World Photo by Alex Powers
Jennifer Smith paints a canvas affixed to an easel at Reedsport Junior/Senior High School last week as art teacher Kyle Mulligan looks on. The 11th-grader and five-year veteran of the school’s art classes said the easel makes her work more accessible than when hunched over a table. “I don’t like sitting at the table when I’m doing my art,” she said.
Sometimes it takes a death to breathe new life into a program.
It was when Cecelia Barringer died that Reedsport Branch Library, Meals on Wheels, the Umpqua Discovery Center, and Gardiner-Reedsport-Winchester Bay STEP all benefited, as did Reedsport Junior/Senior High School.
But it wasn’t sports or music the former Reedsport resident wanted to fund when she left money to the high school, said JoAnn Hamilton, a personal representative of Barringer’s estate.
It was art.
“She was very much into art,” JoAnn Hamilton said.
The Reedsport School District received $100,000 from Barringer’s estate in April 2008 and this year’s students are benefiting. The money is earmarked for arts and crafts, especially painting and drawing, according to a memo from former district Superintendent Forrest Bell.
The school district established a memorial fund with the money — the largest trust managed by the district. The next largest trust, $50,000, benefits Highland Elementary School’s library. At least three other trusts help pay for scholarships.

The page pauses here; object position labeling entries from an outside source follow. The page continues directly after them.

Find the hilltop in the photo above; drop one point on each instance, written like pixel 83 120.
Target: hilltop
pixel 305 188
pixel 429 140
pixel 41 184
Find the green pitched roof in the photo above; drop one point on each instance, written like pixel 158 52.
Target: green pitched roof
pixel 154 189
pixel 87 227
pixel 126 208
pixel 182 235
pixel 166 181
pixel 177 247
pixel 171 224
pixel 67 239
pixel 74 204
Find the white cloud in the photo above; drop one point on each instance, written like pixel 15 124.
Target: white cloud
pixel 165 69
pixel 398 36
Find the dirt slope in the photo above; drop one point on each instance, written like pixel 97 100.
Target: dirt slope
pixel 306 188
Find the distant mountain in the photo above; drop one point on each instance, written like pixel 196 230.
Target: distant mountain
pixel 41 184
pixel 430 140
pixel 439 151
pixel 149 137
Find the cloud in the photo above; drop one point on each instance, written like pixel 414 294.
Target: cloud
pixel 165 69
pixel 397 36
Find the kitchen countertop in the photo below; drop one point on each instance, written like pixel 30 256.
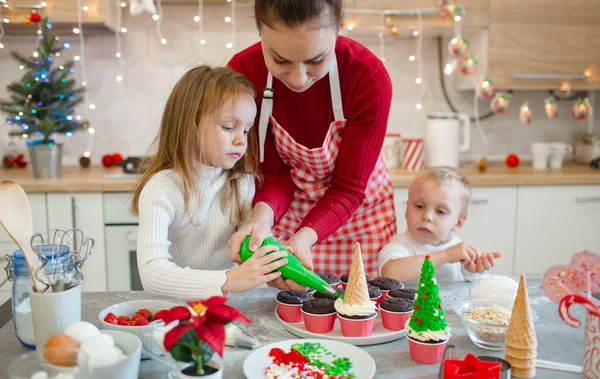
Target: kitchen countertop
pixel 556 340
pixel 98 179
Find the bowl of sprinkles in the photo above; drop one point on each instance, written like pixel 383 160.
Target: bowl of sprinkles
pixel 309 359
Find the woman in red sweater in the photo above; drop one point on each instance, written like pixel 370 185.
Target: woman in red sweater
pixel 324 103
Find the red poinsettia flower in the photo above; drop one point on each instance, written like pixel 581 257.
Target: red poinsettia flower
pixel 207 317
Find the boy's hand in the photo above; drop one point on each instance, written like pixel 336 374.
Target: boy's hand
pixel 485 262
pixel 462 252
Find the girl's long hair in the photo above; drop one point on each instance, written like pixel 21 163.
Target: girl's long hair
pixel 195 101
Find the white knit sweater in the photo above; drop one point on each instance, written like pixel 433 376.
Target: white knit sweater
pixel 183 258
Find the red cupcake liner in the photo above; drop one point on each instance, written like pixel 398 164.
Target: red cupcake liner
pixel 357 328
pixel 289 312
pixel 319 323
pixel 427 353
pixel 394 320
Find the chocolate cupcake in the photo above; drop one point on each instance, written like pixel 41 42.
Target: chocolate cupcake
pixel 397 305
pixel 321 295
pixel 292 297
pixel 319 306
pixel 403 293
pixel 329 278
pixel 386 284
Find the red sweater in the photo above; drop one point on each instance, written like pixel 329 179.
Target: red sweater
pixel 366 97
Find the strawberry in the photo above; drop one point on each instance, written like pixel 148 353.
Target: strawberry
pixel 160 314
pixel 145 313
pixel 111 318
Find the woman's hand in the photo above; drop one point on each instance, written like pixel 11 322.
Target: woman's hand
pixel 259 227
pixel 258 269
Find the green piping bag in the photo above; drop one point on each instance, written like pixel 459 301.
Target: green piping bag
pixel 293 270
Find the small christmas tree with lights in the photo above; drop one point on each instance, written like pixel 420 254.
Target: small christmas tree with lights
pixel 428 313
pixel 42 102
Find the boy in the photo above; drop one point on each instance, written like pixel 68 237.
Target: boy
pixel 438 200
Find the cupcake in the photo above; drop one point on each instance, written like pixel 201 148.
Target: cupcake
pixel 319 315
pixel 427 330
pixel 395 312
pixel 386 285
pixel 404 293
pixel 374 294
pixel 322 295
pixel 356 311
pixel 344 280
pixel 289 303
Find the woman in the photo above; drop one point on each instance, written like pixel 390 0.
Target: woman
pixel 324 103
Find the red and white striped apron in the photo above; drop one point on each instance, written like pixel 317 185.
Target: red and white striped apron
pixel 373 223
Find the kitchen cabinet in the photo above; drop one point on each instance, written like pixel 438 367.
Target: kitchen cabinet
pixel 544 37
pixel 553 223
pixel 83 211
pixel 490 223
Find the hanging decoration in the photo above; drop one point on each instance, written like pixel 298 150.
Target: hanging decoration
pixel 486 89
pixel 500 104
pixel 468 65
pixel 581 109
pixel 458 46
pixel 138 6
pixel 525 114
pixel 551 107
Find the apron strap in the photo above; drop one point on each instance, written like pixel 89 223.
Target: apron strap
pixel 266 108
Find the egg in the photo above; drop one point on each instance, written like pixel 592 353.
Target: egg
pixel 98 339
pixel 61 350
pixel 81 331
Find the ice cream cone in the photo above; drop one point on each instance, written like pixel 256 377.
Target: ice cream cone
pixel 357 292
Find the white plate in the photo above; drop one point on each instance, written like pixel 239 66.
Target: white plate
pixel 255 363
pixel 380 334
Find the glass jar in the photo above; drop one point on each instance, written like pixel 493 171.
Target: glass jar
pixel 59 258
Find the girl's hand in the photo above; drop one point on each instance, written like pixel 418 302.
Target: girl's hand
pixel 257 270
pixel 259 227
pixel 485 262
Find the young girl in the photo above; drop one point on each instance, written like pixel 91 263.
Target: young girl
pixel 197 188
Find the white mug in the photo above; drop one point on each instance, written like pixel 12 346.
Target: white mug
pixel 540 154
pixel 559 149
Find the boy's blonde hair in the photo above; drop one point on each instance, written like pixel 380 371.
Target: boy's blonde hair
pixel 444 175
pixel 195 100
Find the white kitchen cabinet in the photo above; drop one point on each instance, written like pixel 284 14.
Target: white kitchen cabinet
pixel 490 225
pixel 83 211
pixel 553 223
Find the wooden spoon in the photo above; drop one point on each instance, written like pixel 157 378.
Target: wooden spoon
pixel 15 217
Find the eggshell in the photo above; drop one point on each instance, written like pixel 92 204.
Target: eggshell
pixel 81 331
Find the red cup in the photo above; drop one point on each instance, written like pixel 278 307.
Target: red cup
pixel 357 327
pixel 319 323
pixel 289 312
pixel 426 353
pixel 394 320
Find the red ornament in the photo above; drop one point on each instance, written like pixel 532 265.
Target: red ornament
pixel 35 18
pixel 512 160
pixel 117 158
pixel 108 161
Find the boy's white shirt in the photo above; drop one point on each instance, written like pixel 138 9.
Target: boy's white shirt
pixel 403 245
pixel 179 257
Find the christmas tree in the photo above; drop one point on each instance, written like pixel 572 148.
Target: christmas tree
pixel 43 101
pixel 428 313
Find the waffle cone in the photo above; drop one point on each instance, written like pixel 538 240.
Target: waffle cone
pixel 357 292
pixel 521 332
pixel 522 373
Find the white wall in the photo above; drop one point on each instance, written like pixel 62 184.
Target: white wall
pixel 128 113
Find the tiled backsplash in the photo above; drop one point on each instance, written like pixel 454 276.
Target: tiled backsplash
pixel 127 113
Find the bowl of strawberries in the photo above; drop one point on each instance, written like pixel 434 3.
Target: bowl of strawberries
pixel 136 317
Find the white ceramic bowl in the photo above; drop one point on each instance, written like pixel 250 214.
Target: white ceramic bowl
pixel 128 309
pixel 128 368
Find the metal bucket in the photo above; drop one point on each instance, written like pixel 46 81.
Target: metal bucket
pixel 46 159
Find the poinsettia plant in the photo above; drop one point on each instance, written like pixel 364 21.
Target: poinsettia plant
pixel 201 330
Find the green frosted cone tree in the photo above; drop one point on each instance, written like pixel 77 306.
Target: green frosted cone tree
pixel 42 102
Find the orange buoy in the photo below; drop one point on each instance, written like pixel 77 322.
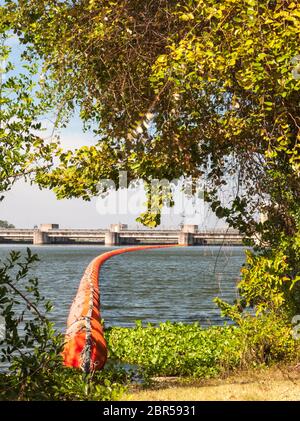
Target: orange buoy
pixel 85 346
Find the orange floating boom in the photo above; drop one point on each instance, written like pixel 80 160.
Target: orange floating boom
pixel 85 346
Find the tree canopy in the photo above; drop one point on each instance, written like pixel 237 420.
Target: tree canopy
pixel 23 150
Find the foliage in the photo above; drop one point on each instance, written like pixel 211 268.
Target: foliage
pixel 31 349
pixel 176 349
pixel 195 88
pixel 23 152
pixel 5 224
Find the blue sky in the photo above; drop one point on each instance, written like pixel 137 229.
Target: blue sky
pixel 26 205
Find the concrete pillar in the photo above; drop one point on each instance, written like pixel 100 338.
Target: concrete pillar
pixel 117 227
pixel 47 227
pixel 186 239
pixel 112 238
pixel 40 238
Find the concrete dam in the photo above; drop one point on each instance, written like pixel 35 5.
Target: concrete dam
pixel 119 234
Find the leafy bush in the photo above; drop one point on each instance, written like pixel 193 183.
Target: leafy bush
pixel 176 349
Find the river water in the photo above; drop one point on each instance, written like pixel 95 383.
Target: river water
pixel 176 284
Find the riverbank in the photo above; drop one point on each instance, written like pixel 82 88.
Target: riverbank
pixel 279 383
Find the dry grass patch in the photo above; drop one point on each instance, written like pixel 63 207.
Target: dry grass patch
pixel 280 383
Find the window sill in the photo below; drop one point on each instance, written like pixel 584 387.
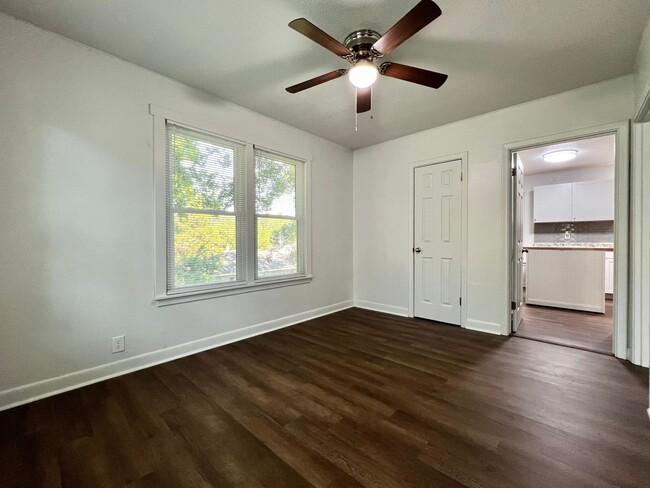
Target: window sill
pixel 194 296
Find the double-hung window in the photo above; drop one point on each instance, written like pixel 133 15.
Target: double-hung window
pixel 278 223
pixel 235 216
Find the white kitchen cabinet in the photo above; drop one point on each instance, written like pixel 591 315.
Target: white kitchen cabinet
pixel 593 200
pixel 584 201
pixel 552 203
pixel 609 272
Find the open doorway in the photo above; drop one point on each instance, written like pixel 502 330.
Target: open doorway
pixel 563 226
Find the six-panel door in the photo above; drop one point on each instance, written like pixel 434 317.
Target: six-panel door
pixel 437 241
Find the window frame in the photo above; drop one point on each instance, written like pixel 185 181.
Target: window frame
pixel 247 233
pixel 299 217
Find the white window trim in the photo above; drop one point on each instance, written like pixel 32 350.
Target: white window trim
pixel 161 295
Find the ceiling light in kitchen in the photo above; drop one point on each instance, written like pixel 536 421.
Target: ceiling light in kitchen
pixel 560 156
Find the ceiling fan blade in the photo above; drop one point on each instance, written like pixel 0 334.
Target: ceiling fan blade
pixel 414 75
pixel 364 96
pixel 332 75
pixel 422 14
pixel 309 30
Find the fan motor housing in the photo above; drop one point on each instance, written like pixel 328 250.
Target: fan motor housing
pixel 360 42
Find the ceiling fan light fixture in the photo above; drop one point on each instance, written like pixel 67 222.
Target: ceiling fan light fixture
pixel 560 156
pixel 363 74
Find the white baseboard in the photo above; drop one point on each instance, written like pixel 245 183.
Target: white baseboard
pixel 380 307
pixel 572 306
pixel 483 326
pixel 52 386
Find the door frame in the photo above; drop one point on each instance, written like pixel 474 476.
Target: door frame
pixel 621 130
pixel 463 228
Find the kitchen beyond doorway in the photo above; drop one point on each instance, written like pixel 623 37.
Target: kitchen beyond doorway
pixel 567 243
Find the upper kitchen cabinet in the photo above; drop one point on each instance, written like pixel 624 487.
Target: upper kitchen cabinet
pixel 552 203
pixel 593 200
pixel 583 201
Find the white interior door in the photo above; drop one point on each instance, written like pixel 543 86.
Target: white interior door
pixel 518 248
pixel 437 242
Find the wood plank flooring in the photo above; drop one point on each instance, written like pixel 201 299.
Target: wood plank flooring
pixel 574 328
pixel 353 399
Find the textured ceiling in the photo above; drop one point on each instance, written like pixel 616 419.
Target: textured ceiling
pixel 597 151
pixel 497 53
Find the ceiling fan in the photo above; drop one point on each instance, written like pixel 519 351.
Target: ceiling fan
pixel 363 46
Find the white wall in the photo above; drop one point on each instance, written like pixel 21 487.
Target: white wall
pixel 553 178
pixel 642 78
pixel 382 246
pixel 76 213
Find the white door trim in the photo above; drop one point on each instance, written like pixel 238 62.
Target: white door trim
pixel 463 198
pixel 621 224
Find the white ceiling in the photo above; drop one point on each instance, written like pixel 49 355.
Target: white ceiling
pixel 497 53
pixel 597 151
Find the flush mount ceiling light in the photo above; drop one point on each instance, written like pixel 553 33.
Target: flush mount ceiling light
pixel 560 156
pixel 363 74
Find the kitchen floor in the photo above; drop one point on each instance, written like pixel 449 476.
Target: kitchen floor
pixel 582 330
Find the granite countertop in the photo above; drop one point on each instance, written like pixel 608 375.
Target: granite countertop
pixel 574 246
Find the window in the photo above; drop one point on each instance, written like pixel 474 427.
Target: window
pixel 235 216
pixel 205 210
pixel 278 223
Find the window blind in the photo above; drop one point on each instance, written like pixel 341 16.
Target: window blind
pixel 205 210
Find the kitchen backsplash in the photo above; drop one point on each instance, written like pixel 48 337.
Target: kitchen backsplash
pixel 580 233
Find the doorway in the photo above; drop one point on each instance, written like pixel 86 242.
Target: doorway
pixel 437 241
pixel 566 227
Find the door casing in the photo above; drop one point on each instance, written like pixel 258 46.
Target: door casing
pixel 463 273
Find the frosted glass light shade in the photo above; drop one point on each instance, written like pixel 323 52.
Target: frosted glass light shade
pixel 560 156
pixel 363 74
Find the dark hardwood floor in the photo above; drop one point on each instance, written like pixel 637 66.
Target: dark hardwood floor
pixel 585 330
pixel 356 398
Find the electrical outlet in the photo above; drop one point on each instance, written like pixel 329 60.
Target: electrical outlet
pixel 118 344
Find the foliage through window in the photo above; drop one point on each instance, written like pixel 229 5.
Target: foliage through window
pixel 210 244
pixel 276 218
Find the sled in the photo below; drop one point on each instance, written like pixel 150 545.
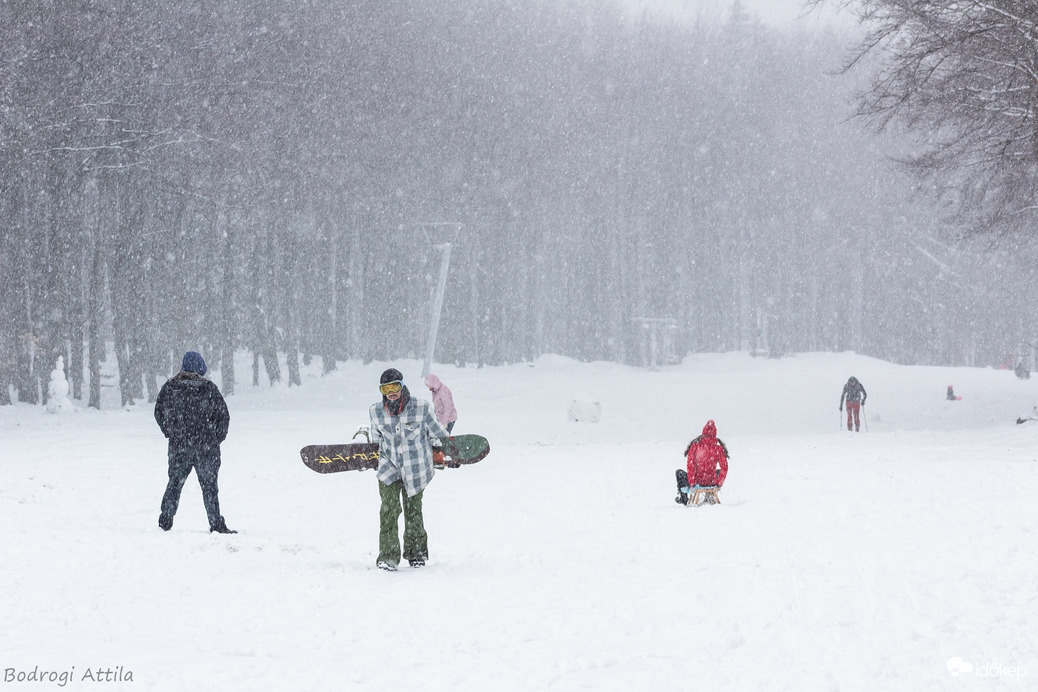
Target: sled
pixel 703 494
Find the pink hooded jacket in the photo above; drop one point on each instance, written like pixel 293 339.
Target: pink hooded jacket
pixel 442 400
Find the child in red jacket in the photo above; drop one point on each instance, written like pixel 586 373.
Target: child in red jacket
pixel 707 460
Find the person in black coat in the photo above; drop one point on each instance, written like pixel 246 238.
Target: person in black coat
pixel 854 394
pixel 193 416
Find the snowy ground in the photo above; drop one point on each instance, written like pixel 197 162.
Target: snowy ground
pixel 891 559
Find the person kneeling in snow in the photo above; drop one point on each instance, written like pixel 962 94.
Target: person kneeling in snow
pixel 707 459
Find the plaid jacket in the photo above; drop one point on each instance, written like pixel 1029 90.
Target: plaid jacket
pixel 405 451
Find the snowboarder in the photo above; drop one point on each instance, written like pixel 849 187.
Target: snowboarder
pixel 405 428
pixel 193 416
pixel 707 464
pixel 854 394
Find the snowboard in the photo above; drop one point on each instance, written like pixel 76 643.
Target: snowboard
pixel 360 455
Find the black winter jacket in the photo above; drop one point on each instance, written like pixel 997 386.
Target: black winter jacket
pixel 191 412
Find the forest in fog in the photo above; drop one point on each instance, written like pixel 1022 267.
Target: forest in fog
pixel 219 175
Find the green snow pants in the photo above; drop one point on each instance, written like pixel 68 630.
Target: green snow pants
pixel 415 538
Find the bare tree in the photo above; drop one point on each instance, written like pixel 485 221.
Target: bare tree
pixel 963 77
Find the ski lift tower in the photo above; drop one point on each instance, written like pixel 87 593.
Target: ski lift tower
pixel 657 330
pixel 440 236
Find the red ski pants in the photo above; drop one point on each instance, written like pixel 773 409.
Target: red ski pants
pixel 852 415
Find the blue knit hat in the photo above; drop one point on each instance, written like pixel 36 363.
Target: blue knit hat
pixel 193 362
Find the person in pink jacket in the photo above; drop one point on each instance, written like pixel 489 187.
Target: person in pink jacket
pixel 707 461
pixel 442 402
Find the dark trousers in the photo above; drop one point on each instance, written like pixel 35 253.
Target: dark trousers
pixel 207 466
pixel 394 501
pixel 853 411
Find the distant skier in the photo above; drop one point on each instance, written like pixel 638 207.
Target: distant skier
pixel 854 394
pixel 707 464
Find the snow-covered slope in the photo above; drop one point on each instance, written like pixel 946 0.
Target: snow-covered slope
pixel 891 559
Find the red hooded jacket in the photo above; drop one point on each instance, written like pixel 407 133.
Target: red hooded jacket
pixel 705 454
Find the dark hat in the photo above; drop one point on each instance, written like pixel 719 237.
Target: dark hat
pixel 392 375
pixel 193 362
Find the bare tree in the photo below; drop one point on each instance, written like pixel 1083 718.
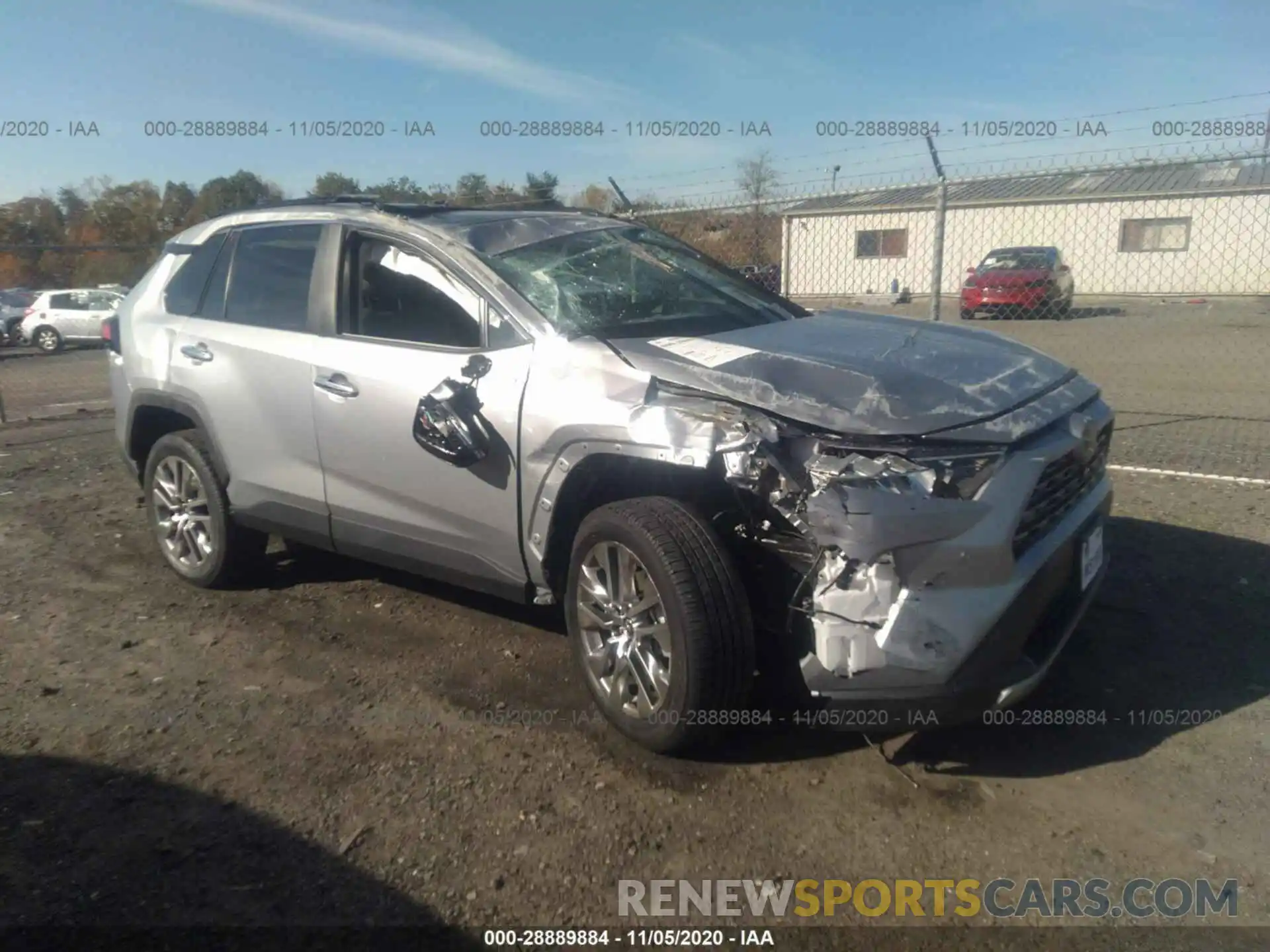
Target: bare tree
pixel 757 179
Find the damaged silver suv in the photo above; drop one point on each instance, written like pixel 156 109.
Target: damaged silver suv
pixel 720 488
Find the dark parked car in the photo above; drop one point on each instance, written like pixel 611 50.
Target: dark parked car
pixel 13 309
pixel 767 274
pixel 1035 282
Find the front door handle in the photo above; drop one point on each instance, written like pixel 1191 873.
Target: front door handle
pixel 335 383
pixel 197 352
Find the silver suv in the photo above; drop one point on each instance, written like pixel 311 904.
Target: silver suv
pixel 723 491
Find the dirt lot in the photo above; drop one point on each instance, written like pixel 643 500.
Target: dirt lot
pixel 321 746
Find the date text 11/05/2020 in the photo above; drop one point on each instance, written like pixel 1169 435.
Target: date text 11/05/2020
pixel 861 717
pixel 992 128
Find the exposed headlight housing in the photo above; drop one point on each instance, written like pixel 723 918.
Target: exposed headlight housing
pixel 949 475
pixel 963 476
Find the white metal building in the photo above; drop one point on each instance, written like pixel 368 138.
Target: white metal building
pixel 1165 230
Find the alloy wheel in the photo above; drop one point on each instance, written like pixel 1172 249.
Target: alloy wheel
pixel 183 518
pixel 624 627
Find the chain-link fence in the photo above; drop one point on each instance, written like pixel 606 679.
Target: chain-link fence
pixel 1150 274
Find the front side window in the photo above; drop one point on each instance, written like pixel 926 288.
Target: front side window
pixel 269 285
pixel 634 282
pixel 399 295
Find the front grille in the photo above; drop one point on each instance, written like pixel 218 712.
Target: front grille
pixel 1062 484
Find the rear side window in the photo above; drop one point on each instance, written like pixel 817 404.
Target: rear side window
pixel 186 290
pixel 214 299
pixel 269 285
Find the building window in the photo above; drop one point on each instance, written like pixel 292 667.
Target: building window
pixel 1155 234
pixel 888 243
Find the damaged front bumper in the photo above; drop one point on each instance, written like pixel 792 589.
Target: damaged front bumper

The entire Barringer grant may be spent at the request of the art teacher, with the approval of the superintendent and district board.
“She was artistic herself, and she felt very close to Reedsport. She felt that the school needed it,” Hamilton said.
And the support couldn’t have come at a better time for Reedsport art teacher Kyle Mulligan.
“It’s amazing,” Mulligan said. “I never knew her.”
Mulligan, who began teaching art at Reedsport High School in 2007, was eager to make a few purchases.
The high school bought 20 studio easels for about $3,000 and a tabletop printing press for $2,000, Mulligan said. Barringer’s money also has paid for about $2,000 in paints, brushes and other upgraded materials for the school’s dozens of advanced art students.
Mulligan said the school’s art studio had been set up largely for crafts, not for fine art.
“The room itself is very much geared toward pottery,” he said. “Craft is a skill ... that is different from art. Art is more about communication ... that’s all about your life experience.”
At some point, Mulligan may gain the use of another classroom, which he said may become a painting and drawing studio. That studio would give fine art students sanctuary from the dust and grime of ceramics.
He has been teaching students how to draw and paint, how to make prints and stretch their own canvasses.
“It’s always encouraging when they pull the print and it looks better than they were expecting,” Mulligan said.
And by adding or improving fine art tools, Mulligan said students will have more options than just pottery in the kind of work they do.